I had been to the Royal Academy of Arts recently with my friend Neha (Gupta-Chatterjee) to see the ongoing Paper City: Urban Utopias exhibition. My present readings of The Faber book of Utopias (edited by John Carey), Utopias Deferred: Writings from Utopie by Jean Baudrillard and Ruth Eaton's Ideal Cities had greatly increased my expectations from people who generally like to imagine and represent ideal conditions for human existence.
But quite contrary to my expectations and the impression that the larger than life and quite explicit name the exhibition labels itself with, it turned out to be an extremely ordinary exhibition tucked somewhere in the corridor between the ladies toilet and the restaurant. The drawings were done by a range of people from different backgrounds, from the C-grade student with a D-grade imagination, a house wife to Peter Cook(who according to me had successfully created one of the worst images in his career) and James Wines. The drawing by James Wines was quite beautiful, but the rest seemed personal graffiti oblivious of any historical or theoretical context of utopias or architecture or technology.

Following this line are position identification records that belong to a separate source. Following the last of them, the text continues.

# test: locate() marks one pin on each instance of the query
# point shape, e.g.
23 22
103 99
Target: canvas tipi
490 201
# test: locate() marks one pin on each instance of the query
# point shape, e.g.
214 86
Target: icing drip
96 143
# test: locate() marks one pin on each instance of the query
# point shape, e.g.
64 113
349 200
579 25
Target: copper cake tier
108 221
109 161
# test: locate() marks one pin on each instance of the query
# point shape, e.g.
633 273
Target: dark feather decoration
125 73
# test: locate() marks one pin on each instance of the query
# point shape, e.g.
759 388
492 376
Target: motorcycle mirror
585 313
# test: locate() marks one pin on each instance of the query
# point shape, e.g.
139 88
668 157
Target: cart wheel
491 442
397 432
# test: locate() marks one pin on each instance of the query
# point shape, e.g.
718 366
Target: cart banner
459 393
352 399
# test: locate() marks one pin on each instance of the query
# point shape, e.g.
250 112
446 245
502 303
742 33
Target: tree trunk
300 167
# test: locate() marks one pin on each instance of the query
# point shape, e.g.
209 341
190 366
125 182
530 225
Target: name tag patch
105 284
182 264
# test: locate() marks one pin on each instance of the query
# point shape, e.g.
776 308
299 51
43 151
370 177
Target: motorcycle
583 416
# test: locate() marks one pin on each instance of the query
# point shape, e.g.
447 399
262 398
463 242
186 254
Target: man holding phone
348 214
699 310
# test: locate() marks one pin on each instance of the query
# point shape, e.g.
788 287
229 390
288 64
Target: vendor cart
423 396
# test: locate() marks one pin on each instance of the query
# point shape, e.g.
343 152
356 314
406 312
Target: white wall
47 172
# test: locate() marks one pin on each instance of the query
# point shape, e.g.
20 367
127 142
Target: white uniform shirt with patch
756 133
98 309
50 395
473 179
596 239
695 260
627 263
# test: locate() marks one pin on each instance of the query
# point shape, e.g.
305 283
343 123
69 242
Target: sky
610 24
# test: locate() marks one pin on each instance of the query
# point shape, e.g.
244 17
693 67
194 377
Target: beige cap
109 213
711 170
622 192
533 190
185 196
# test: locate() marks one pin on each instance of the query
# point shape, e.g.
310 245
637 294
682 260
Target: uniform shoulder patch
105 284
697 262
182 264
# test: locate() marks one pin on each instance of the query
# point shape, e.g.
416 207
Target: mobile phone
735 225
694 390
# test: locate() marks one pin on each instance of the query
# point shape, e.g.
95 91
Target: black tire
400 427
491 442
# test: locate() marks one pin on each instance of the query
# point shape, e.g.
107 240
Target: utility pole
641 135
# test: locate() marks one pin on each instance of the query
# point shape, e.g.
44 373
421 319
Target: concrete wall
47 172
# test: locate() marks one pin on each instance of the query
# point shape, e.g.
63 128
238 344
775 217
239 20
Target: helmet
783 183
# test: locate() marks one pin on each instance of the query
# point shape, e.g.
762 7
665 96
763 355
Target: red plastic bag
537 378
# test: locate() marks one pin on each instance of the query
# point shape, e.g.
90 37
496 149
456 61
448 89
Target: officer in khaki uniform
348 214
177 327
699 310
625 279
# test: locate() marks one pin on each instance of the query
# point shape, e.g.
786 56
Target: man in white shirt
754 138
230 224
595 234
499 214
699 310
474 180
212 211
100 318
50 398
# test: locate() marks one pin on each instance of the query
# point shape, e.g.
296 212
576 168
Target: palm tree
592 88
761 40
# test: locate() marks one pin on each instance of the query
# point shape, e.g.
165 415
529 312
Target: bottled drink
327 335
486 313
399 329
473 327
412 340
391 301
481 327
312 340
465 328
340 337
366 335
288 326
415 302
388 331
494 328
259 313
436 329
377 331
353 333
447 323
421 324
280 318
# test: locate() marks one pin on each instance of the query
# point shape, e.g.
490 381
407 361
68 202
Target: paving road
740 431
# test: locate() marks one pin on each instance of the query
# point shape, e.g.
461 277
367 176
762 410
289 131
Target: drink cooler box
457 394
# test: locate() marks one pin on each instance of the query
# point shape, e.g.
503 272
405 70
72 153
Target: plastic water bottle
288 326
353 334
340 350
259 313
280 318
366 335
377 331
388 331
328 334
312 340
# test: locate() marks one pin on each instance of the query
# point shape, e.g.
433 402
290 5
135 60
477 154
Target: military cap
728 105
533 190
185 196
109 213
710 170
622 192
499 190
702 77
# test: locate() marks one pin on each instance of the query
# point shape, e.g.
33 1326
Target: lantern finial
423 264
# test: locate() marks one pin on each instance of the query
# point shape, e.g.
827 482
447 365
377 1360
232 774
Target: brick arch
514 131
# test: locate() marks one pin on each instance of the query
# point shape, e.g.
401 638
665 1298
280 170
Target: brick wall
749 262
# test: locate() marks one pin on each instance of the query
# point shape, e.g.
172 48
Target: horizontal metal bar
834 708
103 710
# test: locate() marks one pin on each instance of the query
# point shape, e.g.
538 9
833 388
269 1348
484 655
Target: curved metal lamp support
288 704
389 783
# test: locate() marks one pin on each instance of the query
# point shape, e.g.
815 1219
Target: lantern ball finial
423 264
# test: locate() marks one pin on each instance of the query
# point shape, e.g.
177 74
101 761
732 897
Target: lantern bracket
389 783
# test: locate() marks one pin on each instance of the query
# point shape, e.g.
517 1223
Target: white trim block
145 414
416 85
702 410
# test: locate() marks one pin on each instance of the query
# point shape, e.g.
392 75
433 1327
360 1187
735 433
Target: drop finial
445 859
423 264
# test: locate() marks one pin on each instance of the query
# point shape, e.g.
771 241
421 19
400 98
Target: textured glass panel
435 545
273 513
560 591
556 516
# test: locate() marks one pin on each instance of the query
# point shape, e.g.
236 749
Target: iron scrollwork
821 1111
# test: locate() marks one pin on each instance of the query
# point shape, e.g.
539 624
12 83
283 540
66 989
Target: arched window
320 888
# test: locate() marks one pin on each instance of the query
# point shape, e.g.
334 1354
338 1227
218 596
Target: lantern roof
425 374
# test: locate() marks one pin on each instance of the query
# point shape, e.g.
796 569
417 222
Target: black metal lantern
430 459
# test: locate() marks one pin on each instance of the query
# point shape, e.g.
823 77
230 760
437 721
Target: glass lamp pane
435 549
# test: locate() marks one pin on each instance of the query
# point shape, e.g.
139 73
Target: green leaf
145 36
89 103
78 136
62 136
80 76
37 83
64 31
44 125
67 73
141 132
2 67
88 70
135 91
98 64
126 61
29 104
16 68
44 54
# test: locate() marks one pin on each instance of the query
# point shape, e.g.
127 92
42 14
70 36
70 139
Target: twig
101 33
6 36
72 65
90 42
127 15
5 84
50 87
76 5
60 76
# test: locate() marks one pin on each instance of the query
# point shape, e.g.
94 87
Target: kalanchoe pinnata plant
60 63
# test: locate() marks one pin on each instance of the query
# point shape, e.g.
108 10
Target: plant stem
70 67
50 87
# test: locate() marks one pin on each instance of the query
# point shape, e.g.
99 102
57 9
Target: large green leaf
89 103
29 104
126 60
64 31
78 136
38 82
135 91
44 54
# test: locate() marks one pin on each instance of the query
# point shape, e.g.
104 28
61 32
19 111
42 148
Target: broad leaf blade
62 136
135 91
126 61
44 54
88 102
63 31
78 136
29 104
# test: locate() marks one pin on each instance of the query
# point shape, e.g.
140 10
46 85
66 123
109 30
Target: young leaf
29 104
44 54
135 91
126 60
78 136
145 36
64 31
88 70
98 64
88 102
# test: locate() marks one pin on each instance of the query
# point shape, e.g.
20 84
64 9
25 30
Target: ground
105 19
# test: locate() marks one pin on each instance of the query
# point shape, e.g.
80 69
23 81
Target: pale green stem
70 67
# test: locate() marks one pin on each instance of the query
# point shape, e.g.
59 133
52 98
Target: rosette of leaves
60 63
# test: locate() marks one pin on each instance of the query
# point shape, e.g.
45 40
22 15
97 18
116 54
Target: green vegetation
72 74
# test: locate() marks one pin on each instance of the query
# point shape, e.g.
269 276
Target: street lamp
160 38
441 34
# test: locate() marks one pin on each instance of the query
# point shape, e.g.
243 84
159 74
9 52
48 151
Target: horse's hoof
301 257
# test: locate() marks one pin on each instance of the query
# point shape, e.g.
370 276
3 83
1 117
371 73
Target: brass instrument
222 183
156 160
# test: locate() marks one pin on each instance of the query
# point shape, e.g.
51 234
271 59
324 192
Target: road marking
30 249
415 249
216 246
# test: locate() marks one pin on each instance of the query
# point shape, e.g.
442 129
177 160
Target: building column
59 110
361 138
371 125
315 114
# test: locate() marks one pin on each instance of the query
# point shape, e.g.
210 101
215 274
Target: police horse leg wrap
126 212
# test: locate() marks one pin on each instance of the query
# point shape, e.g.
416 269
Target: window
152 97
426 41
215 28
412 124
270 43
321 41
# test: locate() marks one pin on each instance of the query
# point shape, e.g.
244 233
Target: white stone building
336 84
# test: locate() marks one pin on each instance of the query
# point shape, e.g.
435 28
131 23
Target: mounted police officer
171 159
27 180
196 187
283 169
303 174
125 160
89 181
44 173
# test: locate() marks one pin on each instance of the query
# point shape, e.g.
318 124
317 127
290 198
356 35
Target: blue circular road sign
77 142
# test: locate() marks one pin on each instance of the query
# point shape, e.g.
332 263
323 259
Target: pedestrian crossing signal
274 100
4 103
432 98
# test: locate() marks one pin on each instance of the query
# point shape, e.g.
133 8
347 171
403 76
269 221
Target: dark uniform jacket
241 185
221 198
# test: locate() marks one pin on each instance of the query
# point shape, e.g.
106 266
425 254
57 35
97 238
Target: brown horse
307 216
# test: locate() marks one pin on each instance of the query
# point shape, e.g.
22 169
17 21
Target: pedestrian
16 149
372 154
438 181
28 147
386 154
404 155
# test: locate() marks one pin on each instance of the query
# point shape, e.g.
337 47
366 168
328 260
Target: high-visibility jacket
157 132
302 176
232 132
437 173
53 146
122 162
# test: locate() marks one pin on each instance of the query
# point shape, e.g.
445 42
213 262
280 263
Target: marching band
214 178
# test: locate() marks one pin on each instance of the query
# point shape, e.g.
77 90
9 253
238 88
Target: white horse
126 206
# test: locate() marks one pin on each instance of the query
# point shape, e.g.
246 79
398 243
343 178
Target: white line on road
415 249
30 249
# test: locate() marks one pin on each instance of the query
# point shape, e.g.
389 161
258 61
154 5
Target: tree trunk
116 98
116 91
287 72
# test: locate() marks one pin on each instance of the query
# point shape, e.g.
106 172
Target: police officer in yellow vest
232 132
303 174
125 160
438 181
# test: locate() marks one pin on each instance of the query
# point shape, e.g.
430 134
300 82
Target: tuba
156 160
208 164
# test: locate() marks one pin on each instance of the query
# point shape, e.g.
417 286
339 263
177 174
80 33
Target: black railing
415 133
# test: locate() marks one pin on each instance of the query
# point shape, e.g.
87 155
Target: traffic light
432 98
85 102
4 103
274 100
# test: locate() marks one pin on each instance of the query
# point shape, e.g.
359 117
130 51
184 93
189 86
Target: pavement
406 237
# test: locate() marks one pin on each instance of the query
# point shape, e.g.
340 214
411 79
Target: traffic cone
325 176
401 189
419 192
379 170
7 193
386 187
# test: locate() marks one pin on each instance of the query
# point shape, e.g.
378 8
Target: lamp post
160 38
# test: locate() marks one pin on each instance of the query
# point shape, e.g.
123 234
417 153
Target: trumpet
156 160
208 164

But the highlight of the exhibition was exactly that! Anyone and everyone had quite quickly contributed to this exercise of imagining their individual utopias, someone got them printed on A4 stacks of paper pads and hung them within an exhibition space for people to admire and tear off a copy of the ones they liked and take it home. I am sure its not an Avante Garde idea and is generously used in departmental stores but to have it in the Royal Academy with Pre-Raphaelite artist, John William Waterhouse RA (1849-1917) in the neighbouring hall is quite impressive. I guess one could even measure the popularity of each art work within the exhibition based on the number of copies. It could be a market survey for utopia!
This exercise somehow reminded me of some photographs I had seen on facebook of students from my Architectural school, painting a wall that was worked out like an event. Unaware of the impact an image can have within the public domain and the privilege of being in a position to design a more meaningful drawing in such a space (i don't mean painting a Monet but it could definitely had been a Banksy), most seemed to take pleasure in painting mediocre images of guitarists, flowers, cartoons and other things that seemed to fail in front of the pan splatters which did a better job of occupying the wall. But I guess one is allowed to do such things as a student and it is after all only a wall and maybe I am over reacting.
But any ways back to the topic, the exhibition also has a small competition as an extension which invites people to contribute their ideas for Paper Cities and will be judged by architect Peter Cook, illustrator Sara Fenelli, Blueprint editor Vicky Richardson and the RA’s Architecture Programme Curator Kate Goodwin.